Open the upload samples dialog via the green ‘New’ button, then choose ‘Batch Upload through browser…’. In order to upload samples through the browser, you must first register samples to be uploaded by filling out a spreadsheet template with sample labels and corresponding data filenames (no path required). Fields must be separated by tabs. Here is an example:

Sample_Name Read_1_Filename Read_2_Filename
sample01    sample01_fwd.fq.gz  sample01_rev.fq.gz
sample02    sample02_fwd.fq.gz  sample02_rev.fq.gz

NOTE: Millstone can work with ``gzip``-ed FASTQ files, and they will be faster to upload.

You can also include additional columns as per-sample metadata, like growth rates, plate and well, strain parentage, etc. Here is an example:

Sample_Name	Plate_or_Group	Well	Read_1_Path	Read_2_Path	Parents	Growth_Rate
Test Sample 0	Group A	A01	/path/to/genome_0_read_1.fq	/path/to/genome_0_read_2.fq		0.5
Test Sample 1	Group A	A02	/path/to/genome_1_read_1.fq	/path/to/genome_1_read_2.fq	Test Sample 0	0.7
Test Sample 2	Group A	A03	/path/to/genome_2_read_1.fq	/path/to/genome_2_read_2.fq	Test Sample 0	0.6
Test Sample 3	Group A	A04	/path/to/genome_3_read_1.fq	/path/to/genome_3_read_2.fq	Test Sample 0	0.8
Test Sample 4	Group A	A05	/path/to/genome_4_read_1.fq	/path/to/genome_4_read_2.fq	Test Sample 0	0.3
Test Sample 5	Group A	B01	/path/to/genome_5_read_1.fastq.gz	/path/to/genome_5_read_2.fastq.gz	Test Sample 1	0.8
Test Sample 6	Group A	B02	/path/to/genome_6_read_1.fq	/path/to/genome_6_read_2.fq	Test Sample 2	0.7
Test Sample 7	Group A	B03	/path/to/genome_7_read_1.fq	/path/to/genome_7_read_2.fq	Test Sample 3,Test Sample 2	0.8
Test Sample 8	Group A	B04	/path/to/genome_8_read_1.fq.gz	/path/to/genome_8_read_2.fq.gz	Test Sample 4	0.3
Test Sample 9	Group A	B05	/path/to/genome_9_read_1.fq	/path/to/genome_9_read_2.fq		0.2

Once you upload the template, it will list the samples awaiting upload:

You can then upload the individual files matching the filenames in the template. Note that if you have many files, it may be necessary to select in batches of 10 or so files.

To confirm that files are uploaded, close the upload dialog and look at the table of samples. The status hsould change to RUNNING_QC, or when that’s done, you should see a QC link. If the status still says AWAITING_UPLOAD, then the upload didn’t go through successfully and you should try again.

Alignment Settings

By default, Millstone treats all samples as diploid.
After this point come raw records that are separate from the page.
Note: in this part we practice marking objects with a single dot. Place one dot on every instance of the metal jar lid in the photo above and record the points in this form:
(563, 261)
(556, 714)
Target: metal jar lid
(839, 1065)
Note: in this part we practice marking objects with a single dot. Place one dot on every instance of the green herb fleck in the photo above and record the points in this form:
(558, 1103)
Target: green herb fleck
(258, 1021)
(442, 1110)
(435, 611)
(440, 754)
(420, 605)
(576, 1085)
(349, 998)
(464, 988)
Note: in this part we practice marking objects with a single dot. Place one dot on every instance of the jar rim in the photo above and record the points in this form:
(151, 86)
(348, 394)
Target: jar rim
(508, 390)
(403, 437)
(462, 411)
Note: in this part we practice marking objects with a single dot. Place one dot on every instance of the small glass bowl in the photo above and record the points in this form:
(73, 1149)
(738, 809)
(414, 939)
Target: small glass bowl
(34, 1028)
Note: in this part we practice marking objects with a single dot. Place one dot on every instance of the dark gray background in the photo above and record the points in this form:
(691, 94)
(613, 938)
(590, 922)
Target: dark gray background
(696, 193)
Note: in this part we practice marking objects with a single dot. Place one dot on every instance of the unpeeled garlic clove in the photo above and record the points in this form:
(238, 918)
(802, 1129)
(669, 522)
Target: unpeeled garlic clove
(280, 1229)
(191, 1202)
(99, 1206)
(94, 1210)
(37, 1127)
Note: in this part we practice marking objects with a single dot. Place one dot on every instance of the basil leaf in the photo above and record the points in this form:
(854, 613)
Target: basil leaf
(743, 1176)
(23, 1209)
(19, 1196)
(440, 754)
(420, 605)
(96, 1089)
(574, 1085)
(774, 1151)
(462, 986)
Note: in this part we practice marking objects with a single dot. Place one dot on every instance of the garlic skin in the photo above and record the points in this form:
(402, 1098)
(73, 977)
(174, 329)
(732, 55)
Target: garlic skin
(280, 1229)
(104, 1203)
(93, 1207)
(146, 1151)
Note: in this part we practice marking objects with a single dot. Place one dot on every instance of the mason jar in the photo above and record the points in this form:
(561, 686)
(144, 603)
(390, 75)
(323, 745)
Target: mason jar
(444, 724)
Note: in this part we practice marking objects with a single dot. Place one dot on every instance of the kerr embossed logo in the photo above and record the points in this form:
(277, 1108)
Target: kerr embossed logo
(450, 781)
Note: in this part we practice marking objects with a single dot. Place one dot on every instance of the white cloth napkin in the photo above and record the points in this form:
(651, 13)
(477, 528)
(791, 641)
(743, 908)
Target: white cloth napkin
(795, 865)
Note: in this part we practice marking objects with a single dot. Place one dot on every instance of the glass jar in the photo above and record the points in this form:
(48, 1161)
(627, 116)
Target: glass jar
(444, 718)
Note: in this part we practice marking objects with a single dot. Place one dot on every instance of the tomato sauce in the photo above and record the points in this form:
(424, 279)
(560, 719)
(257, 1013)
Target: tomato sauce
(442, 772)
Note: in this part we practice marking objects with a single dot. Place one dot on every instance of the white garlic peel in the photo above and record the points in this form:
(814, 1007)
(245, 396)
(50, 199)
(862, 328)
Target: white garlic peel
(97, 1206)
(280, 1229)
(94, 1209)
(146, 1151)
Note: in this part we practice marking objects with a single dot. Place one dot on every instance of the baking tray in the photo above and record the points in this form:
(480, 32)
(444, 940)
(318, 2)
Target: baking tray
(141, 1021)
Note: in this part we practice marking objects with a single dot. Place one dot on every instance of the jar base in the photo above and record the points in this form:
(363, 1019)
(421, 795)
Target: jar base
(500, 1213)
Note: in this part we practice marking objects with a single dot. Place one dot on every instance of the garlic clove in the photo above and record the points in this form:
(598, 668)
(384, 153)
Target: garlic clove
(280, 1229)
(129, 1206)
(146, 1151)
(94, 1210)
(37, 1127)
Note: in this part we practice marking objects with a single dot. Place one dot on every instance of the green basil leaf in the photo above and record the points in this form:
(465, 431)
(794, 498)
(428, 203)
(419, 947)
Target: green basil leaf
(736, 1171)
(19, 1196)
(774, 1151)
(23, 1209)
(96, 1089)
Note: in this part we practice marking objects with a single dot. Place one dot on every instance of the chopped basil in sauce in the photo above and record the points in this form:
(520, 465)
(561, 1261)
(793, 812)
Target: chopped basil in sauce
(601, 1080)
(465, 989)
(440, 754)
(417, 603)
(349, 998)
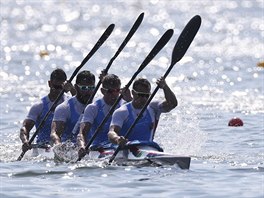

This allows ambiguous variants to be called as heterozygous. You can choose to keep all of these ambiguous variants, to keep only those where at least some samples are called as non-ambiguous, or throw away ambiguous variants all together. If you have many samples, we suggest the latter two options to keep the database size manageable.

Submit Alignment

Finally! Click the Run Alignment button in the last tab to start the alignment. Depending on your genome size, number of samples, and the size of the instance you chose, this could take time. You can see how individual sample alignments are progressing by clicking on the name of the alignment in the label column of the Alignments view. Every sample will have an output log link and a Job Status.

After the individual samples are done aligning, the Alignment status will change to VARIANT_CALLING as variants across all samples are called in aggregate. Once this step has completed, then the Alignment status will read COMPLETED and you can switch to the Analyze view to examine the called variants.